What if I was saved for a really short time but then my name was quickly blotted out of the book of life? When I first stumbled upon the Romans verses that condemn homosexuality, I was shook because I didn’t know they were in there, and I was flat out angry at God. I felt like I felt hatred towards Him.

I backslid so bad my sophomore year, too. Not just sexual sin, but idolatry too. (Will elaborate more if needed). I repented of this backsliding but I keep questioning if it was truly sincere because I’m struggling to feel bad or convicted about anything I do. I think I have mental assent…I feel like my faith is merely a mind thing and no longer a heart thing anymore. I think I lost my faith/salvation because of the blatant sin I was living in for a while without true repentance until (I hope) recently.

I also feel like I’ve been becoming too spiritually apathetic/neutral and hard-hearted lately.
I feel hopeless. “It’s so unlikely you’ll end up saved anyway, so why even try?” I already feel like it’s too late for me, that faith has left my heart, that I’ve lost my relationship with God. And I feel like I don’t care enough about it. I keep seeing 6 appear three times in a row and I’m scared it means there are demonic omens following me.

What if I’m not elect, not one of God’s chosen people? What if that’s why I’m getting no results from all this striving?
I also fear I may have blasphemed the holy spirit (unpardonable sin) when I was younger, I was very angry at God, full of hate, and I think at one point I told Him I wanted nothing to do with Him or at least thought it in my heart.

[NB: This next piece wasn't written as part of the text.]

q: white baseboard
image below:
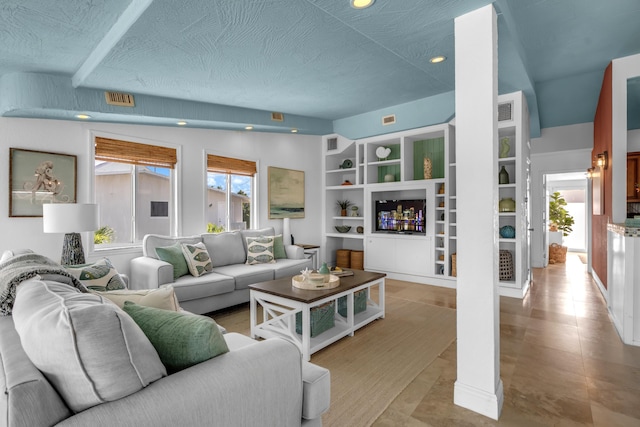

I know fear and doubt are sins…I don’t know how to get out of this. I feel like I’ve lost all my faith, all my trust, all my belief that He loves me…and that I can’t ever restore that now. I'm still trying to seek God daily but it feels so dry now, and that discourages me from trying to seek real spiritual change because I feel like nothing WILL change. I feel like I’m going to die forever and there’s nothing I can do. I can’t feel better no matter what.
Sounds like you are looking at intellectual and emotional data, and missing the spiritual reality.

The mind and emotions come from stimuli introduced to the body, but the spirit cannot be discerned by these carnal things. The more you look into your thoughts and emotions, the less you will see God, but this does not lessen God's actual presence in all things.

When we are born again, a new person is created that can interact with God's reality, unlike the person we were before. Until Christ is formed in us, it can really be like we're flying blind and think God hates us and nothing is going our way ... but God is always there even if our way of looking at the world is the wrong lense to see him with.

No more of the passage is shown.